Ты почему смеёшься на механике? – Я кривошип. Я по кривой хожу, чего ж ты хочешь от меня? – Я?! Ничего. Я лишь хочу, чтоб ты своим движением меня не трогал. – Так отойди подальше. Я эксцентрик. Мой центр смещён (и лишь затем – смешон). Я в щепки разнесу всё то, что будет слишком близко. Слишком плоско. Слишком узко.

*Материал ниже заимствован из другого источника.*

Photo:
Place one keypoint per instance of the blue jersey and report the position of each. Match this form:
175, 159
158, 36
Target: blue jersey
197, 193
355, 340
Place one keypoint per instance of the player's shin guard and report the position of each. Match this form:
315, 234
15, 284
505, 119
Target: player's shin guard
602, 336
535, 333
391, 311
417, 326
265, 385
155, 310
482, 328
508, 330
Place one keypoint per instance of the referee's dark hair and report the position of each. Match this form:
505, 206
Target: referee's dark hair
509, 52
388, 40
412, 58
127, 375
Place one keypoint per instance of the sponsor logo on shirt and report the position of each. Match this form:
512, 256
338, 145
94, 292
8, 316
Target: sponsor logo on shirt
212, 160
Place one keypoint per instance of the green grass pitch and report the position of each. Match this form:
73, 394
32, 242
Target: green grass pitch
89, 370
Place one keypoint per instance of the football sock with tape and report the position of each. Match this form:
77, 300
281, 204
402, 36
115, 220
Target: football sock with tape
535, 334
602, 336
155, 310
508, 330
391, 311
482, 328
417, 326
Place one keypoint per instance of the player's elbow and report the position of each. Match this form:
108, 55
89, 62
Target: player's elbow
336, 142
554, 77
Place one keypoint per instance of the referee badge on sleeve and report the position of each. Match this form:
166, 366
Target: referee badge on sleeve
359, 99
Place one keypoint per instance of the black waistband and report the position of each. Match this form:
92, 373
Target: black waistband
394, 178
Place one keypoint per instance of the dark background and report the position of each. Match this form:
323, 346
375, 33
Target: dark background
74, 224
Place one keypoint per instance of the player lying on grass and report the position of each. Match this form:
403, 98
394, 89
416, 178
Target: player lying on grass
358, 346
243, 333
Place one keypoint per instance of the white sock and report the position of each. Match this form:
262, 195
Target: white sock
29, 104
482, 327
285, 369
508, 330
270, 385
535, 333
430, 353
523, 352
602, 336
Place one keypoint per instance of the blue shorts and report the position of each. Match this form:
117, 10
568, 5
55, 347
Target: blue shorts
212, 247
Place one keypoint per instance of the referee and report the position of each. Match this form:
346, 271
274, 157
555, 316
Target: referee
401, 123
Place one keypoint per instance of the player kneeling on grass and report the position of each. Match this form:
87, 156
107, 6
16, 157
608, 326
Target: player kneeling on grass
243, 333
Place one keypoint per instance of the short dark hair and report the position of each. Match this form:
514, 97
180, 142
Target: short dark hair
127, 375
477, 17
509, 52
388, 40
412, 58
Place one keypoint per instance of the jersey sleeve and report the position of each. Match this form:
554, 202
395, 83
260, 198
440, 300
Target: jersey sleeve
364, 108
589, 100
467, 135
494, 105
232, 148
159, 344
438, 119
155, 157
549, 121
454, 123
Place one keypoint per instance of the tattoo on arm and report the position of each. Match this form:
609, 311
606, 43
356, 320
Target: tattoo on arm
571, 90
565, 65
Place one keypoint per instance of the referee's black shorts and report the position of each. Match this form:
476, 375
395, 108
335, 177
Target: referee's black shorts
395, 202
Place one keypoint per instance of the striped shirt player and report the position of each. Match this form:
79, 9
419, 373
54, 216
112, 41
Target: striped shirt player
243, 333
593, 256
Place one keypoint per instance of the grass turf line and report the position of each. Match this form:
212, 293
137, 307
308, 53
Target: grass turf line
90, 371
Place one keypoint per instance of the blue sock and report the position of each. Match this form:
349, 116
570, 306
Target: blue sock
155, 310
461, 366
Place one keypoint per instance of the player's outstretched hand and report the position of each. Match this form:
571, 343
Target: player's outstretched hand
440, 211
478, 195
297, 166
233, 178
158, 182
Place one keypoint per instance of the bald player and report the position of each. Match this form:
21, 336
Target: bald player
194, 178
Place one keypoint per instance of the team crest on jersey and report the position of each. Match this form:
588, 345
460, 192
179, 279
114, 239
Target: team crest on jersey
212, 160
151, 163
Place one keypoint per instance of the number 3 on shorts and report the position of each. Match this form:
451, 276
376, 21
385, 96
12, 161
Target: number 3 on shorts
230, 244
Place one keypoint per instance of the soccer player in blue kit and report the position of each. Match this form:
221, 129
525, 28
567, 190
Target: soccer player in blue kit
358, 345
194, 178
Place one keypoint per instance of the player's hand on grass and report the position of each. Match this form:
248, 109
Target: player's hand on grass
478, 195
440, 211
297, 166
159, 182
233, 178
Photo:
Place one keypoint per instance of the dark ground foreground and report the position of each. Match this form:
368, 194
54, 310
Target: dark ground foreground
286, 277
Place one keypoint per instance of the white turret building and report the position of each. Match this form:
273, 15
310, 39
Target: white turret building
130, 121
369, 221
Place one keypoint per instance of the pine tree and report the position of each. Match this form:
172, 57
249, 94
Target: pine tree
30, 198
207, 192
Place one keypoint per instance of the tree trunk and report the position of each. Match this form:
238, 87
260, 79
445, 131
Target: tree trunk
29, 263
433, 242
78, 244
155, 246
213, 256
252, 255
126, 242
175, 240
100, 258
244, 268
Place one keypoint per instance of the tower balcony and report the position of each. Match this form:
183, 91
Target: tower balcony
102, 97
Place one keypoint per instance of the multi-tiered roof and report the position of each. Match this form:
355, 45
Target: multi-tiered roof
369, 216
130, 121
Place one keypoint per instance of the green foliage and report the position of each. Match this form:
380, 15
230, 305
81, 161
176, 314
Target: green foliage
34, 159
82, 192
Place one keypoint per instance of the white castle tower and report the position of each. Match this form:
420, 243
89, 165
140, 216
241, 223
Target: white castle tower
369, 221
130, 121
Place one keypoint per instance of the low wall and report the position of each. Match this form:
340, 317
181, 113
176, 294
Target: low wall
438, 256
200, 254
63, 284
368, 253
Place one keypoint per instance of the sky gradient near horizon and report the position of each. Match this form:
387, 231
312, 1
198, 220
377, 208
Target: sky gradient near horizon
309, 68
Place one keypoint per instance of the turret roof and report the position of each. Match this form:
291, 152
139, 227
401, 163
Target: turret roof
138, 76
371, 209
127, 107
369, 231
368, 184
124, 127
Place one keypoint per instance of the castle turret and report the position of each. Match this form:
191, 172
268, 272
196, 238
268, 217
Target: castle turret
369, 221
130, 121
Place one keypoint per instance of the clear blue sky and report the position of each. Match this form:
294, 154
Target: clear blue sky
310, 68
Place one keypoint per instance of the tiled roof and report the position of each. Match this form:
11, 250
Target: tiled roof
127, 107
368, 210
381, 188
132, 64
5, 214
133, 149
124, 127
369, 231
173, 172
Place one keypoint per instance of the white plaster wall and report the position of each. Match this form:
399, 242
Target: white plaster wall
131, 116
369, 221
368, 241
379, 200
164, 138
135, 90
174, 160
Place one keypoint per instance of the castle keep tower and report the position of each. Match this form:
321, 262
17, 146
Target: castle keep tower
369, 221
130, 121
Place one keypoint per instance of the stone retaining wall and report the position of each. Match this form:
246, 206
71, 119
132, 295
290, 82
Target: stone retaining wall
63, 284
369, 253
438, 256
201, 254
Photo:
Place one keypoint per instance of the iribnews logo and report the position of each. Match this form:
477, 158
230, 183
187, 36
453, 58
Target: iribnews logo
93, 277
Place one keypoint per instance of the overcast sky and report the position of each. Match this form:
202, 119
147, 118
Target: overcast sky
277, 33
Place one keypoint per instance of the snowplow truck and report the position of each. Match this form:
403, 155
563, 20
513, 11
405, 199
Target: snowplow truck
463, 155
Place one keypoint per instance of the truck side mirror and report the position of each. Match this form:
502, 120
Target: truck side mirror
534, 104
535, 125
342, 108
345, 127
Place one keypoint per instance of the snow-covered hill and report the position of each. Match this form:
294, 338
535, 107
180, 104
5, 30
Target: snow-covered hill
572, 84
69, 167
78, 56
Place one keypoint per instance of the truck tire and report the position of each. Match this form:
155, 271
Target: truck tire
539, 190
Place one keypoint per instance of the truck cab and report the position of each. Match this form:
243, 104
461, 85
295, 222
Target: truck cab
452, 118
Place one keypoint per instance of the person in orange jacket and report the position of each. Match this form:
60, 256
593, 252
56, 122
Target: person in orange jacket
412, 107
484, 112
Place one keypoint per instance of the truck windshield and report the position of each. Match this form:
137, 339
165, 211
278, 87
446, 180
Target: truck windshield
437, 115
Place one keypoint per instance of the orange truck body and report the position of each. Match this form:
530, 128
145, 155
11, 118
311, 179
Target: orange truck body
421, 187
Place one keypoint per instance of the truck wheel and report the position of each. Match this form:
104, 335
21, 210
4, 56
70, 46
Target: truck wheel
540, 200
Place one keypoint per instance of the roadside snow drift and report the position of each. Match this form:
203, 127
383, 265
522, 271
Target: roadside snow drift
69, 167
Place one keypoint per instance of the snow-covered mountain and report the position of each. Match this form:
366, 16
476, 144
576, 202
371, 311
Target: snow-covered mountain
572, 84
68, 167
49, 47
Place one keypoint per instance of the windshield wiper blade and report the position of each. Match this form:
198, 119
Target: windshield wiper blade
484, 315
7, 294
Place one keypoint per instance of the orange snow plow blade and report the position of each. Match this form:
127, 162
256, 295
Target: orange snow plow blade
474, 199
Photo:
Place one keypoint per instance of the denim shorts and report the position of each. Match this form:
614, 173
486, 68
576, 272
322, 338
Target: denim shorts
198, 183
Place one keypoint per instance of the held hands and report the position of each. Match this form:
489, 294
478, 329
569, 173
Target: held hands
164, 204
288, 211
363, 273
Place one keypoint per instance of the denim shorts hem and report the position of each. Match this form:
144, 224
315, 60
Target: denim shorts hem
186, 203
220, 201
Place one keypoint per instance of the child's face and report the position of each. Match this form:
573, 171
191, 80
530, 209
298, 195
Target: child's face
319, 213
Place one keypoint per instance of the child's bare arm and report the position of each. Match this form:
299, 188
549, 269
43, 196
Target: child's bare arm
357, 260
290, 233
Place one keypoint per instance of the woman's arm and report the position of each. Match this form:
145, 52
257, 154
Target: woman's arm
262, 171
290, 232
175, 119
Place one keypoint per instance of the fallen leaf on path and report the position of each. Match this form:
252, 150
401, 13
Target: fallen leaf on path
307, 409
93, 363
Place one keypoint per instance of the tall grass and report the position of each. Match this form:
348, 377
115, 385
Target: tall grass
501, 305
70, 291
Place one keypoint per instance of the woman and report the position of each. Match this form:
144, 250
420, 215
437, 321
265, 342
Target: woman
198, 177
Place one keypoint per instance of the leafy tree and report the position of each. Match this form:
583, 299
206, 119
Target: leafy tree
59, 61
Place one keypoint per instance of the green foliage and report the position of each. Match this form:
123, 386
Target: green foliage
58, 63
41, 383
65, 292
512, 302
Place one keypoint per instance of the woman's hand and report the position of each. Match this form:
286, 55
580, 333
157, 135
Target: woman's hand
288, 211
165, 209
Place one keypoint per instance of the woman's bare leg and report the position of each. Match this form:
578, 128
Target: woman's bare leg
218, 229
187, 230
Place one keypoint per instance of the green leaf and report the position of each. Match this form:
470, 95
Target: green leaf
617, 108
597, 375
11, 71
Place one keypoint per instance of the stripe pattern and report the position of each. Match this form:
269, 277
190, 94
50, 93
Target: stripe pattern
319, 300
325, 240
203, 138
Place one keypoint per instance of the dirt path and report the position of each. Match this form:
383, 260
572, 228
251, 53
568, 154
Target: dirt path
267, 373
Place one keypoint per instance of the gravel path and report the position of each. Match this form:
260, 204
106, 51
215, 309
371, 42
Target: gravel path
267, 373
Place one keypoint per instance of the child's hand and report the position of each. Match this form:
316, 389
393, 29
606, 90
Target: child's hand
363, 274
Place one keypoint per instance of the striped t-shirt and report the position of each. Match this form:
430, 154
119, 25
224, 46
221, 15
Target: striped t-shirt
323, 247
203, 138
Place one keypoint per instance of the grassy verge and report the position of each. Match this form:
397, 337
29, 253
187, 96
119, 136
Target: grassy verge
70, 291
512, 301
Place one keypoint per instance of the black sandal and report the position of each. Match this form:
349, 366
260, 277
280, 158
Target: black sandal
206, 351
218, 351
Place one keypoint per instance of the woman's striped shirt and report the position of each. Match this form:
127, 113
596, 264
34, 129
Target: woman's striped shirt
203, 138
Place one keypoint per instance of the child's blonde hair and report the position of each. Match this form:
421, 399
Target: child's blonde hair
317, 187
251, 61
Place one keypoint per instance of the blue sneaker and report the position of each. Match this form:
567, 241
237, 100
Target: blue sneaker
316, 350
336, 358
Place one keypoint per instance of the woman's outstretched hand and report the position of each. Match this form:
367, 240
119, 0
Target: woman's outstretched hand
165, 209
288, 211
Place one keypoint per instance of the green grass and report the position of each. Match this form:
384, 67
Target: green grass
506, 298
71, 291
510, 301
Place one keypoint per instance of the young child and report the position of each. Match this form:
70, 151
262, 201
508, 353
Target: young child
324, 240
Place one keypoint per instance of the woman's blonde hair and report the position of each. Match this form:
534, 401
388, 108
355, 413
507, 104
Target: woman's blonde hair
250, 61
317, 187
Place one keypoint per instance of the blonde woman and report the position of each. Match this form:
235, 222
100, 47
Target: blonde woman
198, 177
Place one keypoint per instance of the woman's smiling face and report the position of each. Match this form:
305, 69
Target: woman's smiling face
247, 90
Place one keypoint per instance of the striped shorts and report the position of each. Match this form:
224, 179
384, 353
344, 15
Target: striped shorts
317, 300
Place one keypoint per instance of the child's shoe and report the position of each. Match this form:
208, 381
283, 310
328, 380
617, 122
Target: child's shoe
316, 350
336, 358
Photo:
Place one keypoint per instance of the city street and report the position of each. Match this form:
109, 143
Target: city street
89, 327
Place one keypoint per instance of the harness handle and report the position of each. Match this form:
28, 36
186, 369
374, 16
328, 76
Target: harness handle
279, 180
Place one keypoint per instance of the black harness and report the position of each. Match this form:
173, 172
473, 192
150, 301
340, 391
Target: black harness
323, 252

Слишком неподвижно.


*


Горбоносы, пучеглазы, пришли к нам люди раз, цыганами назвавшись, но холостить коней не могут и из монет монисто их женщины не носят. Их дети не чумазы и не веселы. А сами табориты носят рубище, но в нём карманов и кармашков на застёжках тьмы и тьмы. Отца они к игре вульгарной пристрастили в три колпачка и шарик. – Батя, как же шахматы? Ну карты на худой конец? – Сынок, старенье – время упрощенья, всё сводит к чёту. Или нечету. – Так тут же три засаленных шапчонки! – Они, как августейшей особе, мне позволяют ошибиться дважды. Покуда дядя, тростью их лупя по кучерявым бошкам, не прогнал, они у бати чечевицы стратегической, покойным дедом для осады заготовленной, почти что полдонжона выцыганили. Но это были не цыгане. Цыгане настоящие в Иванов день за курицу и мерина нам славу нагадали во языцех и в веках.